Oleh : Al Ustadz Abu Nasiim Mukhtar ‘iben‘ Rifa’i La Firlaz
.
“Rasa-rasanya, bintang di langit cerah justru nampak lebih indah saat ia berkelap-kelip. Kadang cahayanya menguat, terkadang meredup… Subhaanallah !” (Kamis Malam, 13 Juni 2013, 22.19.43)
.
.
Kata-kata di atas adalah bunyi SMS yang
ana kirimkan kepada beberapa kawan di Yaman. Begitulah… Kata-kata seakan
menjadi sahabat ana yang paling bisa mengerti dan memahami rindu.
Menulis surat semacam ini pun –bagi ana– menjadi obat dan penawar rindu.

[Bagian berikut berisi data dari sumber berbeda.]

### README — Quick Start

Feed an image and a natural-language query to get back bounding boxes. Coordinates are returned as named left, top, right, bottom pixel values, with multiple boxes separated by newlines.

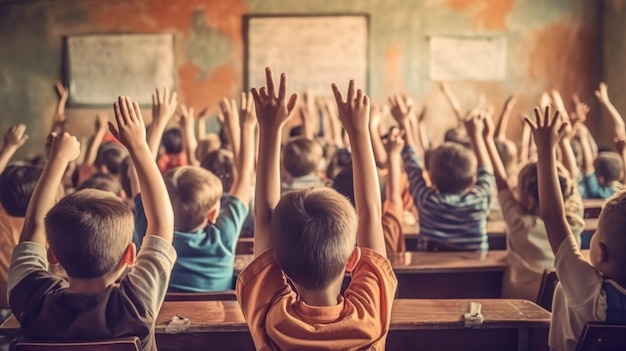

Derasnya rindu yang mengalir di hati membutuhkan hilir sebagai muaranya
dan kata-kata adalah laut lepasnya…
Salah seorang ikhwan di Shan’a asal Lombok bernama Haidar menjawab SMS tersebut,
“Bintang gemintang adalah bintang
Allah. Awan gemawan adalah awan Allah. Semoga yang kerlap itu, kerlap
penuh semangat untuk beramal. Semoga redup itu menyimpan bara ikhlas nan
membara”
Malam itu… ana sedang berbaring menatap
langit cerah di atas selembar selimut beralaskan karpet tipis di halaman
sebuah masjid. Heningnya malam yang menyimpan ketenangan masih bisa ana
rasakan ketika menulis surat ini. Baarakallahufiik…
.
Seorang kawan Yaman yang berasal dari
sebuah propinsi bernama Mahwit rupanya tertarik mengajak ana untuk
menengok kampung halamannya. Wah… tawaran yang sangat tidak mungkin
untuk ana tolak. Ana sangat tertarik untuk jalan-jalan menembus
batas-batas wilayah…
Kamis pagi 13 Juni 2013, kami bergerak
meninggalkan pondok Dzamar dengan mengendarai sebuah bis berukuran
sedang. Perjalanan selama empat jam dihiasi dengan relief-relief alam
yang sangat menakjubkan. Hampir tidak ada jalan dengan trap lurus.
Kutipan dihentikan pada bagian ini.